Franco Chiavarini

Personal information
- Date of birth: 18 February 1980 (age 45)
- Place of birth: Santa Fe, Argentina
- Height: 1.86 m (6 ft 1 in)
- Position: Forward

Senior career*
- Years: Team / Apps / (Gls)
- 2002: Unión de Santa Fe
- 2002–2003: Carpi / 20 / (2)
- 2003–2004: Sangiovannese / 0 / (0)
- 2004–2005: Ferentino / 7 / (0)
- 2005–2006: Pisoniano / 32 / (11)
- 2006–2008: Triestina / 0 / (0)
- 2006–2007: → Viterbese (loan) / 31 / (6)
- 2007–2008: → Bellaria (loan) / 29 / (10)
- 2008–2012: Cesena / 22 / (5)
- 2011: → Zagreb (loan) / 11 / (2)
- 2011–2012: → South Tyrol (loan) / 20 / (1)

= Franco Chiavarini =

Argentine footballer

Franco Chiavarini (born 18 February 1980) is an Argentine footballer.

==Career==
He has spent the majority of his career playing in the lower divisions of Italian football.

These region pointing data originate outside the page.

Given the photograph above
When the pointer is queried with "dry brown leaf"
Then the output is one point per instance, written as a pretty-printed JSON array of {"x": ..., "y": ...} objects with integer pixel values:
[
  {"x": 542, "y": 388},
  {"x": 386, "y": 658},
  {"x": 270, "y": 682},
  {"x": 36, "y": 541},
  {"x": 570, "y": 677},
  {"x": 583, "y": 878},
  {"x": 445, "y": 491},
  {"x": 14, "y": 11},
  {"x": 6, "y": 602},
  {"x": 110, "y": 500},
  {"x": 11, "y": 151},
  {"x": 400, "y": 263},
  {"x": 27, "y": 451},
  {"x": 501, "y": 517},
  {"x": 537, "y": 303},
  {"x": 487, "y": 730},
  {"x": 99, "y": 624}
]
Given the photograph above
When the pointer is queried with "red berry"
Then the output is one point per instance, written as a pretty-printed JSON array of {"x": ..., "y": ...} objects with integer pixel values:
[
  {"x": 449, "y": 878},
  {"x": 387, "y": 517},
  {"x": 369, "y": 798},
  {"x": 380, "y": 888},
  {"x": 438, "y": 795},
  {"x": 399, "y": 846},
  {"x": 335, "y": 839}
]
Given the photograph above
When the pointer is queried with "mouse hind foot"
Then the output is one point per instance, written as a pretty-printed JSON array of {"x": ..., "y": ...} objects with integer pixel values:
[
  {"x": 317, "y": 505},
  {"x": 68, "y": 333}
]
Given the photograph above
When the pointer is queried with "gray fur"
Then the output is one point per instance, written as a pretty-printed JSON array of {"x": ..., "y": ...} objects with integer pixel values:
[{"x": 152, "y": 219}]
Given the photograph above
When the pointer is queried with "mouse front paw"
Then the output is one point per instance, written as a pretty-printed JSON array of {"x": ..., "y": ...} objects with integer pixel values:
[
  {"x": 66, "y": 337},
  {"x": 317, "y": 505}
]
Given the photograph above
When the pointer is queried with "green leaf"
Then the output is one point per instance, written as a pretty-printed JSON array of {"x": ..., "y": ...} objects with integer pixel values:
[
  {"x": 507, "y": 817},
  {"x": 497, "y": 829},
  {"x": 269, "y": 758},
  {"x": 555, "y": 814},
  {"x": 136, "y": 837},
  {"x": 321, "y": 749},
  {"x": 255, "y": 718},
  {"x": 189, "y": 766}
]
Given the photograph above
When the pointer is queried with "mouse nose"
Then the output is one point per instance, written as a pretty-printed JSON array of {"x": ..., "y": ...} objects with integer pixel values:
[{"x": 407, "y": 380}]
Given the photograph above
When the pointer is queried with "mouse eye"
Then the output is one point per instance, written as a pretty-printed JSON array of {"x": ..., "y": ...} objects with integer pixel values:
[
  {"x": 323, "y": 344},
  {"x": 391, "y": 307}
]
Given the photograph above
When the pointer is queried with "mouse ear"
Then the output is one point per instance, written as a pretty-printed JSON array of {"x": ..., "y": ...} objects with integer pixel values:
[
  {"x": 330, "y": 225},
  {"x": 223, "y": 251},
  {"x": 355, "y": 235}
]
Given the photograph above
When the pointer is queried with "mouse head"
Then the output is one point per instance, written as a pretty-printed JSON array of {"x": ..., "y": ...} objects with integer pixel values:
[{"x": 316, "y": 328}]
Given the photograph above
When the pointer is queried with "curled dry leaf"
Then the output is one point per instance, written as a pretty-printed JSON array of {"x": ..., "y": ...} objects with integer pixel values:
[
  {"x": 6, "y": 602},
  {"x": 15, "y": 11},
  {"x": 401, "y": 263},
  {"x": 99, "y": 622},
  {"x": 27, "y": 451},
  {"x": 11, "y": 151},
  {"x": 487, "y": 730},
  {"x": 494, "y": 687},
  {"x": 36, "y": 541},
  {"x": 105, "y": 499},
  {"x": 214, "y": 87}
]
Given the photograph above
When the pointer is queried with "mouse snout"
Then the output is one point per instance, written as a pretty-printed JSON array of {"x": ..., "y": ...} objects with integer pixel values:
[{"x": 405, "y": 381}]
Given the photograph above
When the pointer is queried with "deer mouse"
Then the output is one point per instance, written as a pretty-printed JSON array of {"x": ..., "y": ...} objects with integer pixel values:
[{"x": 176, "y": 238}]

In 2007, he joined Bellaria–Igea along with Juanito. In June 2008 he was acquired by A.C. Cesena in co-ownership deal for €275,000 and co-currently Triestina acquired Cristian Cristea for €225,000. Chiavarini only played for Cesena in 2008–09 Lega Pro Prima Divisione. He did not play in 2009–10 Serie B nor 2010–11 Serie A.

He was loaned out to NK Zagreb in January 2011.

On 22 August 2011 he was signed by South Tyrol in another temporary deal.

In December 2012 he returned to Argentina for Atlético Paraná on trial.